[PAST EVENT] Brown Bag: School Assignment, Student Diversity and Academic Outcomes

February 21, 2022
12pm - 1pm
Location
School of Education, Room 1056
301 Monticello Ave
Williamsburg, VA 23185Map this location

Join Deven Carlson, Associate Director for Education at the National Institute of Risk and Resilience and a faculty member at the University of Oklahoma, for a brown bag talk on school assignment and academic success. 

Dr. Carlson's talk is entitled "School Assignment, Student Diversity, and Academic Outcomes: Lessons from Wake County, North Carolina." 

Historically and today, many efforts to diversify public schools by race and socioeconomic status rely on reassigning students from one school to another.
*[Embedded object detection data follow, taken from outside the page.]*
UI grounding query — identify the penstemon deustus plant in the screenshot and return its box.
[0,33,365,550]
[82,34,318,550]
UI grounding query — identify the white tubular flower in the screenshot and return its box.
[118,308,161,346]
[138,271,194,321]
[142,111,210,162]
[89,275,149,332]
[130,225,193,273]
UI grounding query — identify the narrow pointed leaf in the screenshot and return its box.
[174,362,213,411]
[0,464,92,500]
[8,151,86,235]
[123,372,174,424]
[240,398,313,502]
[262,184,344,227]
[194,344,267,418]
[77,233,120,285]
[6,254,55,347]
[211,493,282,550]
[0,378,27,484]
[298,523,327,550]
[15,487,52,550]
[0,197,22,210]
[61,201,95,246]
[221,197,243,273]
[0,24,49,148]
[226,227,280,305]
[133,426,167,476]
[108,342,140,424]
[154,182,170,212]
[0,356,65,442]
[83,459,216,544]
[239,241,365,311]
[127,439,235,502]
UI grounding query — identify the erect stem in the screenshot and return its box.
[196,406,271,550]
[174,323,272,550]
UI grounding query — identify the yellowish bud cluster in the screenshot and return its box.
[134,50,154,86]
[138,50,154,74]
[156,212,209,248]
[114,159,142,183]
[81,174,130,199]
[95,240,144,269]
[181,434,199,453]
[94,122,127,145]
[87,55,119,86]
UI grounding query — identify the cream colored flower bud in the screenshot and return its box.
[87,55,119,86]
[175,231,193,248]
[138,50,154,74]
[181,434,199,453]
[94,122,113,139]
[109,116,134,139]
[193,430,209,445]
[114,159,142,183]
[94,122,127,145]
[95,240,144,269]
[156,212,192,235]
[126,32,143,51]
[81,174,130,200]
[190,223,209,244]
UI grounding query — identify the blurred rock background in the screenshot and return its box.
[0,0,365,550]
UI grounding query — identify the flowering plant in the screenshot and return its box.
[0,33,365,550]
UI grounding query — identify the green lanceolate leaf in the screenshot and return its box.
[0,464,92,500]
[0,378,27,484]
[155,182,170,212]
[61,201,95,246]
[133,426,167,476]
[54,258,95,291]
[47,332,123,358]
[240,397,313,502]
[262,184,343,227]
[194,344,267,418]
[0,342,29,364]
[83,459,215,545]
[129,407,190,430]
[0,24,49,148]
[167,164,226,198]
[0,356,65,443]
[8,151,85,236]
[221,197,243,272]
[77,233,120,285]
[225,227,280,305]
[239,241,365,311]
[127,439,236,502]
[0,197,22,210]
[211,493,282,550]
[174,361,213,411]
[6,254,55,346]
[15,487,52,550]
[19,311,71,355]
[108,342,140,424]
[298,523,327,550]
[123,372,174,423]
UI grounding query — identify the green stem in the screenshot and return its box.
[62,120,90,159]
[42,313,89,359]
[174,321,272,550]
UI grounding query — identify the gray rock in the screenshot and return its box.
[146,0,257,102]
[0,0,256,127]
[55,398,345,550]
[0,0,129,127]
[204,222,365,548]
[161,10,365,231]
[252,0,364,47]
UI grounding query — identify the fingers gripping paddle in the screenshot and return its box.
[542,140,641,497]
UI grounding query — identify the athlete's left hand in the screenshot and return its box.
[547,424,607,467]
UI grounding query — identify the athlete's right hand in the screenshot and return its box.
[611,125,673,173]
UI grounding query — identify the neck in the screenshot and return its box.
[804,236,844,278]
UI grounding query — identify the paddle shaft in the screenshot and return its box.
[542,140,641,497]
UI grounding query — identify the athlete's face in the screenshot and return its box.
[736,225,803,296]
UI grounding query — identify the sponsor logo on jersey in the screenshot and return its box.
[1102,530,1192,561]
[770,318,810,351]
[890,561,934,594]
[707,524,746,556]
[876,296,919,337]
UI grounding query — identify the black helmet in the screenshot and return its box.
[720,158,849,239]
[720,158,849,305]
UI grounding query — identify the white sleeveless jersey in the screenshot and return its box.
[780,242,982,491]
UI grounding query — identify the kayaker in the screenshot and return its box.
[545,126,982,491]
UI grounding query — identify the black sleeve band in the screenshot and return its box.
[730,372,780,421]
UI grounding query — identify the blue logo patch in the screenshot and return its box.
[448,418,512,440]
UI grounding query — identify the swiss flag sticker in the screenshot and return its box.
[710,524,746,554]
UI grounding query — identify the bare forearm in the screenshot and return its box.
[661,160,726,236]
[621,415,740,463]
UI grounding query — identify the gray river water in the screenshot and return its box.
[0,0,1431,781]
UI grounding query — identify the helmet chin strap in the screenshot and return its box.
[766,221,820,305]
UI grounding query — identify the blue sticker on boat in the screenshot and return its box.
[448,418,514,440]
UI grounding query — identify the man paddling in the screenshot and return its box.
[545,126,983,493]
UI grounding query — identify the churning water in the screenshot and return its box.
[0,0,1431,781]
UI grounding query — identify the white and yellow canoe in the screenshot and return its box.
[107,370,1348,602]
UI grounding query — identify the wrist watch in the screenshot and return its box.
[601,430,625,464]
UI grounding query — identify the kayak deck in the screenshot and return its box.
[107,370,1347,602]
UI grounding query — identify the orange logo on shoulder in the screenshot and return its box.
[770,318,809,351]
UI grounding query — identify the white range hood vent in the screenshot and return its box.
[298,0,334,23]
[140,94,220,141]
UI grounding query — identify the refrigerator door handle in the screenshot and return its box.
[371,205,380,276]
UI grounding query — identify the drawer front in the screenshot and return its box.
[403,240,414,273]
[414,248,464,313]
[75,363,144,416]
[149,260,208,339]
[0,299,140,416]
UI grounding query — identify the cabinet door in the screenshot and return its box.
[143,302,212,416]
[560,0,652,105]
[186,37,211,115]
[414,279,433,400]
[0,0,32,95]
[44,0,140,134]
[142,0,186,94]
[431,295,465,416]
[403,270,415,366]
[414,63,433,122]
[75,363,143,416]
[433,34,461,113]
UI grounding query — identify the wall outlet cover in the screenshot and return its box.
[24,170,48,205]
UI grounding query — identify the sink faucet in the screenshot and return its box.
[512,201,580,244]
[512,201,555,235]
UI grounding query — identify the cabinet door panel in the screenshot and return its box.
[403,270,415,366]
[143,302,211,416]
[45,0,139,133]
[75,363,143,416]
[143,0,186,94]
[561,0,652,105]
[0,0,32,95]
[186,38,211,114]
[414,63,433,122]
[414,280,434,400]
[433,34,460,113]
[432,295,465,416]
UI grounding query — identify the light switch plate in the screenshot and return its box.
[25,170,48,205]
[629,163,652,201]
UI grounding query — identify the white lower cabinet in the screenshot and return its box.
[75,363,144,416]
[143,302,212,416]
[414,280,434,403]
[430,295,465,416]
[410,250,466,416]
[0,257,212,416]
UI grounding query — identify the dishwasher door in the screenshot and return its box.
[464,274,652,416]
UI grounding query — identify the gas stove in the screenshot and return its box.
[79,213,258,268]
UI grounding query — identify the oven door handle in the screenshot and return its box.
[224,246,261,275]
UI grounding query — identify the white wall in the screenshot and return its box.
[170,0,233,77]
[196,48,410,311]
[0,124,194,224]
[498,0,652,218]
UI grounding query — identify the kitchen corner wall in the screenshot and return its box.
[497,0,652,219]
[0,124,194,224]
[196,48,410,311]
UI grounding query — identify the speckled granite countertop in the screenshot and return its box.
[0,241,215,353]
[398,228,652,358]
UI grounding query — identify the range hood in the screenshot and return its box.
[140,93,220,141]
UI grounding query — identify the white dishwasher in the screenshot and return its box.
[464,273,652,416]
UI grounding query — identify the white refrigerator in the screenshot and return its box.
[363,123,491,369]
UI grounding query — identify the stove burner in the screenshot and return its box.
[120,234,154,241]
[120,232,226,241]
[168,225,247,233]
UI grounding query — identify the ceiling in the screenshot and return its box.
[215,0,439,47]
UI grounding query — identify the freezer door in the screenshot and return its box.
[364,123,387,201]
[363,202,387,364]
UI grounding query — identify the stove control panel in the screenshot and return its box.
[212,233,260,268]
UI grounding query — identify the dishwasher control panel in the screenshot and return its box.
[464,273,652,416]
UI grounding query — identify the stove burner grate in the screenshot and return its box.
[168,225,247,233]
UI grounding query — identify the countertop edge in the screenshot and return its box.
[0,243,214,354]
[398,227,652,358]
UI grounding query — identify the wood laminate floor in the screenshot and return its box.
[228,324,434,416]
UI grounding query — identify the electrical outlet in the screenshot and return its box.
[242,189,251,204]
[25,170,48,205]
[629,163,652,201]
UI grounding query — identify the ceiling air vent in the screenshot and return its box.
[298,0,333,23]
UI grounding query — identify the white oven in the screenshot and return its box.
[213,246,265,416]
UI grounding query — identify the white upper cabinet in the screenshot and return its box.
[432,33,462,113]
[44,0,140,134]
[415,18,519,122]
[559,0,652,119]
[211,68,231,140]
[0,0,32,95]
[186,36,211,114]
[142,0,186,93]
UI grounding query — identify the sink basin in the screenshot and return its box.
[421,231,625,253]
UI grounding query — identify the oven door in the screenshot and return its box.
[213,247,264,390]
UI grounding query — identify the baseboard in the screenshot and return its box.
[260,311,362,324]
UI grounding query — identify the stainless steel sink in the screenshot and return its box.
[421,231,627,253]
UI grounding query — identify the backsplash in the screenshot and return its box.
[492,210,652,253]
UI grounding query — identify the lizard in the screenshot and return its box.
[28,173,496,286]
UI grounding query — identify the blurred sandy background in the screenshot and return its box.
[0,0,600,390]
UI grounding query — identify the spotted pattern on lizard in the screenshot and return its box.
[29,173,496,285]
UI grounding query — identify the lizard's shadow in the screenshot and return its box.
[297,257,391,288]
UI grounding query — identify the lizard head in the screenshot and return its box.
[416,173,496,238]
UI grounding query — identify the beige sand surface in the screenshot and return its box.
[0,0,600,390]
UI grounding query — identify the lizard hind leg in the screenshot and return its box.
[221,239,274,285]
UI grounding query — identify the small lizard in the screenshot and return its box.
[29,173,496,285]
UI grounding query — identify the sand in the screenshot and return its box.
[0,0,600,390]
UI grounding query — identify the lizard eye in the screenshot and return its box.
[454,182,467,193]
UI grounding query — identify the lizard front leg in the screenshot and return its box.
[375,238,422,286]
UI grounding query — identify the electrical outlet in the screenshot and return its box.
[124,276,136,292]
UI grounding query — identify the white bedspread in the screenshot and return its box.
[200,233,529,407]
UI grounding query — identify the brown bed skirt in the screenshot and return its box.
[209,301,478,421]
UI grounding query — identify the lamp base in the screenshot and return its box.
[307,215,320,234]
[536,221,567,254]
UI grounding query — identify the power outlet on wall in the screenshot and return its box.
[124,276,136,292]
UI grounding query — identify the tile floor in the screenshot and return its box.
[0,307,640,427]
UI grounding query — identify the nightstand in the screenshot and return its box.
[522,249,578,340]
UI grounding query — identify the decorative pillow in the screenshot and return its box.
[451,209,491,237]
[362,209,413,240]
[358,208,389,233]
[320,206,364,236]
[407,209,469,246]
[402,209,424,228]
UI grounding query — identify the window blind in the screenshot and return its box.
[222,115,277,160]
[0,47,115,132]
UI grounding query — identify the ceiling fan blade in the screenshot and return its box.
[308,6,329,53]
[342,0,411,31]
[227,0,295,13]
Consistent with that approach, between 2000 and 2010, North Carolina's Wake County Public School System reassigned approximately 25 percent of students with the goal of creating socioeconomically diverse schools. The county did this creating a blended system of school assignment based on neighborhood geography and controlled parental choice. These strategies had implications for the makeup of schools and student learning experiences. This brownbag talk explores those results and considers broader implications for designing policies that attempt to create diverse school communities.  

This brownbag talk is open to all students, faculty and staff. Dr. Carlson will be presenting a public talk, School Choice and Diversity in the U.S., on Feb 22 at 5:30 pm in Small Hall, Room 110.